Well, it’s sooner, and the executive committee recommended making the first steps toward selling the press.  There was much discussion.  I understood the arguments from the other board members about why it needs to be done, and I was really on the fence… until the TSM director said that voting yes on the recommendation would tell the 4 pressmen that their jobs are not safe and that they will be eventually layed off. 

And then one of them spoke. 

And that’s when, in my heart, I knew I just couldn’t vote yes.  It makes complete business sense to sell the press.  But I just couldn’t tell that man we had done everything we could to protect his position and livelihood.  I couldn’t tell that man that his Christmas and Thanksgiving would be overshadowed by a board that was gunning for his job.

The other board members were frustrated with me… I could tell.  My reasoning wasn’t good enough I’m sure.  But I wouldn’t have been able to live with it.  I thought about being a pansy and entering a “no-vote”… or caving… but I decided that I needed to take a stand.
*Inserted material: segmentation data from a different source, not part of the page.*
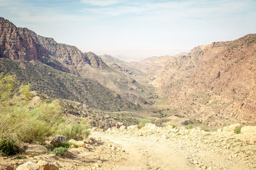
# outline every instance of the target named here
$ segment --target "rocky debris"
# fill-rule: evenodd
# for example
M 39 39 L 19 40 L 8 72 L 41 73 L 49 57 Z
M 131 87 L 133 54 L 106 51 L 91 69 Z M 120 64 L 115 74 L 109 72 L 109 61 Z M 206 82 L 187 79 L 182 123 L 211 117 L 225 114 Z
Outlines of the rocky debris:
M 47 149 L 39 144 L 26 144 L 28 149 L 26 150 L 26 155 L 38 155 L 48 152 Z
M 153 132 L 156 130 L 156 127 L 155 124 L 153 124 L 152 123 L 147 123 L 145 125 L 145 127 L 142 128 L 142 129 L 148 132 Z
M 119 130 L 125 130 L 125 129 L 127 129 L 127 127 L 125 127 L 125 126 L 124 126 L 124 125 L 122 125 L 122 126 L 119 128 Z
M 54 146 L 57 146 L 58 144 L 63 142 L 67 142 L 67 137 L 61 135 L 56 135 L 52 140 L 51 141 L 51 144 L 53 144 Z
M 256 34 L 200 45 L 176 56 L 147 58 L 138 68 L 156 77 L 160 97 L 179 114 L 222 127 L 256 120 Z
M 148 123 L 145 125 L 145 128 L 136 130 L 128 127 L 125 131 L 110 129 L 106 132 L 115 137 L 140 137 L 141 140 L 145 141 L 154 139 L 156 143 L 175 148 L 181 154 L 188 153 L 189 162 L 196 167 L 196 169 L 230 169 L 228 167 L 234 166 L 234 161 L 240 162 L 241 160 L 244 160 L 243 164 L 250 169 L 256 167 L 256 158 L 253 156 L 256 136 L 253 133 L 234 133 L 234 129 L 241 125 L 233 124 L 228 126 L 225 127 L 225 130 L 227 131 L 222 131 L 221 129 L 218 132 L 205 132 L 199 127 L 191 129 L 184 127 L 172 128 L 170 126 L 157 127 L 152 123 Z M 152 127 L 155 127 L 155 130 L 148 131 Z M 250 128 L 253 129 L 255 127 Z M 109 145 L 108 147 L 111 148 L 113 146 Z M 205 155 L 201 155 L 203 152 L 210 155 L 219 154 L 221 159 L 225 158 L 231 162 L 226 165 L 224 164 L 225 162 L 221 160 L 223 164 L 218 164 L 215 162 L 209 161 L 209 159 L 205 158 Z
M 128 127 L 127 129 L 132 130 L 136 130 L 139 129 L 139 127 L 138 125 L 131 125 Z
M 75 139 L 73 139 L 69 140 L 68 143 L 72 143 L 72 144 L 73 144 L 74 145 L 77 144 L 77 141 L 76 141 Z
M 252 127 L 252 126 L 243 127 L 241 128 L 241 133 L 242 134 L 256 134 L 256 127 Z
M 53 164 L 45 161 L 45 160 L 39 160 L 37 162 L 37 164 L 39 166 L 40 170 L 58 170 L 59 169 L 55 165 Z
M 234 132 L 237 128 L 241 127 L 240 123 L 232 124 L 223 128 L 223 132 Z
M 31 161 L 28 161 L 25 164 L 19 166 L 16 170 L 39 170 L 39 165 L 33 163 Z
M 78 147 L 82 147 L 82 148 L 86 147 L 86 144 L 84 143 L 84 142 L 81 141 L 77 141 L 77 144 Z

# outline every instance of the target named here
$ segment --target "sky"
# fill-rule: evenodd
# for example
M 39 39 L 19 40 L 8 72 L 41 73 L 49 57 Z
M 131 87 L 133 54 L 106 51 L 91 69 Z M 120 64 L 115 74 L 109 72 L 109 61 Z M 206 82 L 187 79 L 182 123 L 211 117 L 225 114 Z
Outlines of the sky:
M 256 33 L 256 0 L 0 0 L 0 17 L 129 61 Z

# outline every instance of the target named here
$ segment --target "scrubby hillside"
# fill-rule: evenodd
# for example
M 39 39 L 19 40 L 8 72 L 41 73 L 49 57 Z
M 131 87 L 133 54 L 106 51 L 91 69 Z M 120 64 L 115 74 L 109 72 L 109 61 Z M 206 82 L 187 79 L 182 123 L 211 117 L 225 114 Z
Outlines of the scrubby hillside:
M 33 90 L 53 98 L 78 101 L 106 111 L 138 108 L 95 81 L 54 70 L 39 61 L 0 58 L 0 72 L 14 75 L 19 83 L 29 83 Z
M 142 89 L 148 89 L 144 84 L 120 72 L 119 68 L 109 66 L 93 52 L 83 52 L 74 46 L 57 43 L 27 28 L 17 27 L 1 17 L 0 33 L 0 58 L 36 60 L 54 69 L 90 78 L 136 104 L 144 102 L 148 97 L 141 93 Z

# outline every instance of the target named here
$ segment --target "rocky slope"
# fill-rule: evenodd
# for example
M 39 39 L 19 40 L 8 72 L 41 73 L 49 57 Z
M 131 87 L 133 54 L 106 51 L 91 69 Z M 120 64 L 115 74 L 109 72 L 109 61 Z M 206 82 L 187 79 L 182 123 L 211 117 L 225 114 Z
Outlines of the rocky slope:
M 218 126 L 232 118 L 253 121 L 255 49 L 256 35 L 248 35 L 198 46 L 186 55 L 149 59 L 147 68 L 177 114 Z
M 0 169 L 47 161 L 57 169 L 255 169 L 256 138 L 248 130 L 255 127 L 244 127 L 239 134 L 234 133 L 236 127 L 211 132 L 152 123 L 140 129 L 138 125 L 105 132 L 93 128 L 93 137 L 84 140 L 86 144 L 68 148 L 63 157 L 38 144 L 24 144 L 27 149 L 19 159 L 0 156 Z
M 41 62 L 0 58 L 0 73 L 15 76 L 17 84 L 29 83 L 32 90 L 52 98 L 66 99 L 104 111 L 139 108 L 98 82 L 53 69 Z
M 134 76 L 128 76 L 131 74 L 127 73 L 132 70 L 109 66 L 93 52 L 82 52 L 74 46 L 57 43 L 27 28 L 17 27 L 1 17 L 0 33 L 0 58 L 37 60 L 54 69 L 96 80 L 130 102 L 136 103 L 138 97 L 140 102 L 144 102 L 147 97 L 141 93 L 142 89 L 147 91 L 145 85 L 134 82 Z

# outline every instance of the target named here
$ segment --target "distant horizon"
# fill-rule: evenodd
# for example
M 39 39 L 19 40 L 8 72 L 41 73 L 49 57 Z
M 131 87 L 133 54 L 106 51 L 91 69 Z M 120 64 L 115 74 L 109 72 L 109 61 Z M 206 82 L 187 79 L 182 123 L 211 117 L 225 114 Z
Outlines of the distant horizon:
M 16 26 L 126 61 L 256 33 L 253 0 L 0 0 Z

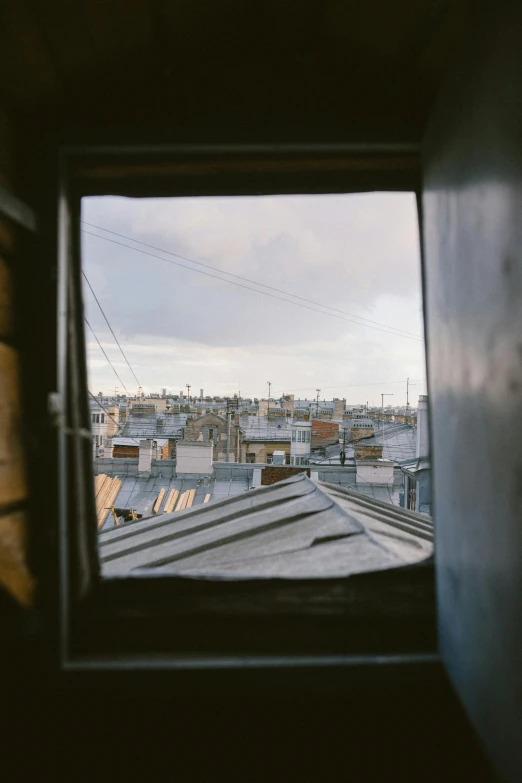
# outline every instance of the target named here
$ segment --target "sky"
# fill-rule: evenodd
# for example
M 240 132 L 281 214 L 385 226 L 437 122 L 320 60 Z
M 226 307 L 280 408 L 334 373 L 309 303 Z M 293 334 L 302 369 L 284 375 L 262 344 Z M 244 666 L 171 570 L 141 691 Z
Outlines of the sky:
M 145 393 L 426 393 L 413 194 L 97 197 L 82 221 L 83 271 Z M 135 394 L 85 280 L 84 303 L 120 377 L 86 327 L 89 390 Z

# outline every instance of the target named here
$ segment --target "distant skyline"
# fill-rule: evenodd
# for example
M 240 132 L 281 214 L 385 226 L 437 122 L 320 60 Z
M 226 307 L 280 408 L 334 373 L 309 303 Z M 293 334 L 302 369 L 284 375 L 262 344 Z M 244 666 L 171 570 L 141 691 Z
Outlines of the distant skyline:
M 145 393 L 190 383 L 195 395 L 262 398 L 270 380 L 272 397 L 320 388 L 320 399 L 380 405 L 387 392 L 385 404 L 403 405 L 407 377 L 412 405 L 426 393 L 413 194 L 88 198 L 82 219 L 121 235 L 83 225 L 105 237 L 82 234 L 83 268 Z M 84 301 L 135 394 L 86 286 Z M 361 317 L 377 323 L 353 323 Z M 90 391 L 124 393 L 89 329 L 86 340 Z

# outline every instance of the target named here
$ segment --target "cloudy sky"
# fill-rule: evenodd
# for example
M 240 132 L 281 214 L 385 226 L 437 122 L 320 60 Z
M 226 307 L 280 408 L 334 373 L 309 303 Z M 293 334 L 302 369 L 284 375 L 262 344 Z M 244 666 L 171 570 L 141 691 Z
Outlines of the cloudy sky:
M 266 397 L 271 381 L 277 397 L 403 404 L 407 377 L 411 402 L 426 392 L 412 194 L 89 198 L 82 219 L 84 272 L 145 392 Z M 135 393 L 86 284 L 84 298 Z M 86 336 L 90 391 L 123 392 Z

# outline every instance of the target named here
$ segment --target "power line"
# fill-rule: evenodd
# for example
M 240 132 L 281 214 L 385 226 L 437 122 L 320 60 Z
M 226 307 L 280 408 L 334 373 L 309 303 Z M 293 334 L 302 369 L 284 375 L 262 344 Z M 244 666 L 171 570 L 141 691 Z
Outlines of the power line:
M 104 229 L 102 229 L 104 230 Z M 360 323 L 359 321 L 354 321 L 352 318 L 345 318 L 342 315 L 335 315 L 335 313 L 328 313 L 325 310 L 318 310 L 316 307 L 309 307 L 308 305 L 300 304 L 299 302 L 292 302 L 290 299 L 283 299 L 281 296 L 276 296 L 275 294 L 269 294 L 267 291 L 260 291 L 257 288 L 252 288 L 248 285 L 243 285 L 242 283 L 235 283 L 233 280 L 226 280 L 224 277 L 219 277 L 218 275 L 212 275 L 210 272 L 203 272 L 201 269 L 194 269 L 194 267 L 187 266 L 186 264 L 180 264 L 178 261 L 172 261 L 170 258 L 162 258 L 162 256 L 157 256 L 154 253 L 149 253 L 146 250 L 140 250 L 138 247 L 131 247 L 131 245 L 126 245 L 123 242 L 118 242 L 115 239 L 109 239 L 108 237 L 102 237 L 100 234 L 94 234 L 92 231 L 86 231 L 84 228 L 82 228 L 82 232 L 84 234 L 89 234 L 92 237 L 97 237 L 98 239 L 103 239 L 104 242 L 112 242 L 113 245 L 120 245 L 120 247 L 126 247 L 128 250 L 134 250 L 135 253 L 142 253 L 145 256 L 150 256 L 151 258 L 157 258 L 160 261 L 165 261 L 167 264 L 174 264 L 175 266 L 180 266 L 182 269 L 188 269 L 191 272 L 197 272 L 200 275 L 205 275 L 206 277 L 213 277 L 215 280 L 221 280 L 222 283 L 229 283 L 230 285 L 238 286 L 239 288 L 245 288 L 247 291 L 254 291 L 256 294 L 262 294 L 263 296 L 270 296 L 272 299 L 279 299 L 281 302 L 286 302 L 286 304 L 295 305 L 295 307 L 303 307 L 305 310 L 311 310 L 314 313 L 320 313 L 321 315 L 329 315 L 331 318 L 338 318 L 340 321 L 347 321 L 349 323 L 357 324 L 357 326 L 365 326 L 368 329 L 375 329 L 378 332 L 384 332 L 385 334 L 391 334 L 395 337 L 403 337 L 406 340 L 415 340 L 416 342 L 424 342 L 422 338 L 420 337 L 410 337 L 407 334 L 401 334 L 398 331 L 390 331 L 389 329 L 382 329 L 380 326 L 371 326 L 370 324 L 364 324 Z M 131 240 L 134 241 L 134 240 Z M 164 251 L 168 252 L 168 251 Z M 190 260 L 190 259 L 189 259 Z M 283 292 L 284 293 L 284 292 Z M 289 294 L 289 296 L 293 296 L 293 294 Z M 321 305 L 322 307 L 325 307 L 327 305 Z M 394 327 L 391 327 L 394 328 Z
M 421 380 L 417 379 L 417 382 L 421 383 Z M 396 384 L 396 383 L 404 383 L 404 381 L 371 381 L 368 383 L 345 383 L 345 384 L 335 385 L 335 386 L 323 386 L 323 389 L 349 389 L 357 386 L 389 386 L 390 384 Z M 309 391 L 310 389 L 314 389 L 314 387 L 302 386 L 300 389 L 291 389 L 291 391 L 292 392 Z M 310 402 L 314 402 L 314 401 L 311 400 Z
M 85 280 L 87 281 L 87 285 L 88 285 L 88 286 L 89 286 L 89 288 L 91 289 L 91 293 L 92 293 L 92 295 L 94 296 L 94 298 L 95 298 L 95 300 L 96 300 L 96 304 L 97 304 L 97 305 L 98 305 L 98 307 L 100 308 L 101 314 L 102 314 L 102 315 L 103 315 L 103 317 L 105 318 L 105 321 L 106 321 L 106 323 L 107 323 L 107 326 L 108 326 L 108 327 L 109 327 L 109 329 L 111 330 L 111 334 L 112 334 L 112 336 L 114 337 L 114 339 L 115 339 L 115 341 L 116 341 L 116 345 L 118 346 L 118 348 L 119 348 L 119 349 L 120 349 L 120 351 L 121 351 L 121 355 L 123 356 L 123 358 L 124 358 L 124 359 L 125 359 L 125 361 L 127 362 L 127 365 L 128 365 L 128 367 L 129 367 L 129 370 L 130 370 L 130 371 L 131 371 L 131 373 L 134 375 L 134 379 L 135 379 L 136 383 L 138 384 L 138 386 L 141 386 L 141 383 L 138 381 L 138 379 L 137 379 L 137 377 L 136 377 L 136 373 L 134 372 L 134 370 L 132 369 L 132 367 L 131 367 L 131 366 L 130 366 L 130 364 L 129 364 L 129 360 L 127 359 L 127 357 L 126 357 L 126 356 L 125 356 L 125 354 L 123 353 L 123 348 L 121 347 L 121 345 L 120 345 L 120 343 L 119 343 L 119 341 L 118 341 L 118 338 L 117 338 L 117 337 L 116 337 L 116 335 L 114 334 L 114 331 L 113 331 L 113 329 L 112 329 L 112 326 L 111 326 L 111 325 L 110 325 L 110 323 L 109 323 L 109 319 L 108 319 L 108 318 L 107 318 L 107 316 L 105 315 L 105 313 L 104 313 L 104 311 L 103 311 L 103 307 L 101 306 L 101 304 L 100 304 L 100 302 L 99 302 L 99 300 L 98 300 L 98 297 L 97 297 L 97 296 L 96 296 L 96 294 L 94 293 L 94 289 L 93 289 L 92 285 L 90 284 L 90 282 L 89 282 L 89 279 L 88 279 L 87 275 L 85 274 L 85 272 L 83 271 L 83 269 L 82 269 L 82 275 L 84 276 Z
M 128 394 L 128 395 L 129 395 L 129 397 L 130 397 L 131 395 L 130 395 L 130 392 L 129 392 L 129 390 L 127 389 L 127 387 L 126 387 L 126 386 L 125 386 L 125 384 L 123 383 L 122 379 L 120 378 L 120 376 L 119 376 L 119 375 L 118 375 L 118 373 L 116 372 L 116 369 L 115 369 L 115 367 L 114 367 L 113 363 L 111 362 L 111 360 L 109 359 L 109 357 L 108 357 L 108 356 L 107 356 L 107 354 L 105 353 L 105 350 L 104 350 L 104 348 L 103 348 L 103 345 L 101 344 L 101 342 L 100 342 L 100 341 L 98 340 L 98 338 L 96 337 L 96 334 L 94 333 L 94 329 L 93 329 L 93 328 L 92 328 L 92 326 L 90 325 L 90 323 L 89 323 L 89 321 L 87 320 L 87 318 L 84 318 L 84 321 L 85 321 L 85 323 L 87 324 L 87 326 L 89 327 L 89 329 L 91 330 L 91 332 L 93 333 L 93 335 L 94 335 L 94 339 L 96 340 L 96 342 L 98 343 L 98 345 L 99 345 L 99 346 L 100 346 L 100 348 L 102 349 L 102 351 L 103 351 L 103 355 L 105 356 L 105 358 L 107 359 L 107 361 L 108 361 L 108 362 L 109 362 L 109 364 L 111 365 L 112 369 L 114 370 L 114 374 L 115 374 L 116 378 L 119 380 L 119 382 L 121 383 L 121 385 L 123 386 L 123 388 L 125 389 L 125 391 L 127 392 L 127 394 Z
M 365 318 L 363 315 L 355 315 L 354 313 L 347 313 L 345 310 L 338 310 L 336 307 L 332 307 L 331 305 L 325 305 L 322 302 L 318 302 L 315 299 L 307 299 L 304 296 L 299 296 L 299 294 L 293 294 L 289 291 L 284 291 L 281 288 L 276 288 L 275 286 L 266 285 L 266 283 L 259 283 L 257 280 L 252 280 L 249 277 L 243 277 L 242 275 L 236 275 L 234 272 L 227 272 L 224 269 L 219 269 L 218 267 L 212 266 L 211 264 L 205 264 L 203 261 L 196 261 L 194 258 L 188 258 L 188 256 L 182 256 L 180 253 L 173 253 L 171 250 L 165 250 L 163 247 L 157 247 L 156 245 L 150 245 L 147 242 L 142 242 L 140 239 L 134 239 L 133 237 L 129 237 L 126 234 L 119 234 L 117 231 L 111 231 L 109 228 L 104 228 L 103 226 L 97 226 L 96 223 L 88 223 L 86 220 L 81 221 L 83 225 L 85 226 L 91 226 L 91 228 L 97 228 L 100 231 L 106 231 L 108 234 L 113 234 L 116 237 L 120 237 L 121 239 L 127 239 L 130 242 L 135 242 L 138 245 L 143 245 L 143 247 L 150 247 L 152 250 L 159 250 L 160 253 L 166 253 L 169 256 L 174 256 L 175 258 L 181 258 L 184 261 L 189 261 L 191 264 L 198 264 L 199 266 L 205 267 L 205 269 L 212 269 L 214 272 L 220 272 L 223 275 L 229 275 L 229 277 L 236 277 L 238 280 L 244 280 L 246 283 L 253 283 L 254 285 L 262 286 L 263 288 L 268 288 L 270 291 L 277 291 L 280 294 L 285 294 L 285 296 L 293 296 L 295 299 L 301 299 L 303 302 L 308 302 L 309 304 L 316 304 L 320 307 L 326 307 L 329 310 L 334 310 L 336 313 L 341 313 L 342 315 L 348 315 L 352 318 L 358 318 L 360 321 L 366 321 L 370 324 L 375 324 L 376 326 L 384 326 L 387 329 L 394 329 L 397 332 L 402 332 L 403 334 L 408 334 L 411 337 L 417 337 L 420 338 L 420 335 L 414 334 L 413 332 L 408 332 L 405 329 L 398 329 L 395 326 L 389 326 L 388 324 L 383 324 L 380 321 L 372 321 L 370 318 Z M 89 233 L 89 232 L 85 232 Z M 93 235 L 97 236 L 97 235 Z M 103 239 L 104 237 L 100 237 Z M 196 270 L 195 270 L 196 271 Z M 364 326 L 364 324 L 361 324 L 361 326 Z
M 98 399 L 97 397 L 95 397 L 95 396 L 94 396 L 94 394 L 93 394 L 91 391 L 89 391 L 89 389 L 87 389 L 87 393 L 88 393 L 88 394 L 89 394 L 89 395 L 92 397 L 92 399 L 94 400 L 94 402 L 95 402 L 97 405 L 99 405 L 99 406 L 100 406 L 100 408 L 101 408 L 101 409 L 102 409 L 102 411 L 105 413 L 105 415 L 106 415 L 106 416 L 108 416 L 108 418 L 109 418 L 109 419 L 112 419 L 112 421 L 113 421 L 113 422 L 116 424 L 117 428 L 118 428 L 118 429 L 120 429 L 120 426 L 121 426 L 121 425 L 120 425 L 120 423 L 119 423 L 118 421 L 116 421 L 116 419 L 114 418 L 114 416 L 112 416 L 112 415 L 109 413 L 109 411 L 108 411 L 106 408 L 104 408 L 104 407 L 103 407 L 103 405 L 101 404 L 101 402 L 99 401 L 99 399 Z M 138 441 L 136 440 L 136 438 L 129 438 L 129 440 L 134 440 L 136 443 L 138 443 Z M 138 445 L 139 445 L 139 444 L 138 444 Z

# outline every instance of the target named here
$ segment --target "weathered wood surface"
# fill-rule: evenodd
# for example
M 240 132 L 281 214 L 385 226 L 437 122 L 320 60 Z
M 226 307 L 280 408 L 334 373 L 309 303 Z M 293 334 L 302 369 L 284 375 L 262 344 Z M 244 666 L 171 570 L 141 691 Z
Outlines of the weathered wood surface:
M 23 606 L 30 606 L 35 581 L 26 559 L 27 528 L 23 511 L 0 517 L 0 584 Z
M 0 506 L 27 496 L 20 393 L 18 354 L 0 343 Z
M 114 501 L 116 500 L 118 492 L 120 491 L 121 481 L 117 476 L 110 480 L 110 482 L 111 483 L 109 485 L 108 492 L 105 495 L 104 506 L 100 509 L 100 513 L 98 515 L 98 530 L 103 527 L 109 511 L 111 510 L 111 506 L 114 505 Z
M 182 492 L 178 500 L 178 505 L 176 506 L 176 511 L 183 511 L 186 502 L 187 502 L 187 493 Z
M 165 503 L 165 507 L 163 509 L 164 514 L 170 514 L 170 512 L 174 509 L 178 497 L 179 497 L 179 489 L 171 489 L 169 492 L 169 496 L 167 498 L 167 502 Z
M 160 489 L 160 493 L 159 493 L 158 497 L 156 498 L 156 502 L 154 503 L 154 505 L 152 507 L 152 513 L 153 514 L 158 514 L 159 513 L 159 510 L 161 508 L 161 504 L 163 503 L 163 498 L 164 497 L 165 497 L 165 487 L 162 487 Z

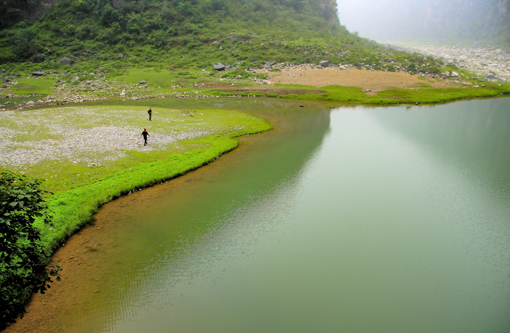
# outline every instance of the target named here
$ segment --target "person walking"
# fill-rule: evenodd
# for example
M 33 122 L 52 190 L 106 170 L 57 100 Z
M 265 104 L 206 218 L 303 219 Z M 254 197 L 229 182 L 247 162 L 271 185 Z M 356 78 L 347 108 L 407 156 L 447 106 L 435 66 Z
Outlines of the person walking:
M 150 137 L 150 135 L 149 134 L 149 133 L 147 132 L 147 130 L 145 129 L 143 129 L 143 132 L 142 132 L 142 135 L 140 136 L 140 137 L 141 138 L 142 136 L 143 137 L 143 140 L 145 141 L 145 142 L 143 143 L 143 145 L 146 146 L 147 145 L 147 136 L 149 136 Z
The vote was split.  The board will take it up again at the next meeting in January.

I ran into the pressman in the elevator on the way to my car, after the meeting.  He thanked me for voting for him, but he didn’t look encouraged.  He told me more about his fears.  He told me about his family.  He has a child not too much younger than Luke.

I knew I did the right thing.  Even if I don’t prevail in the end, I made a decision I can live with.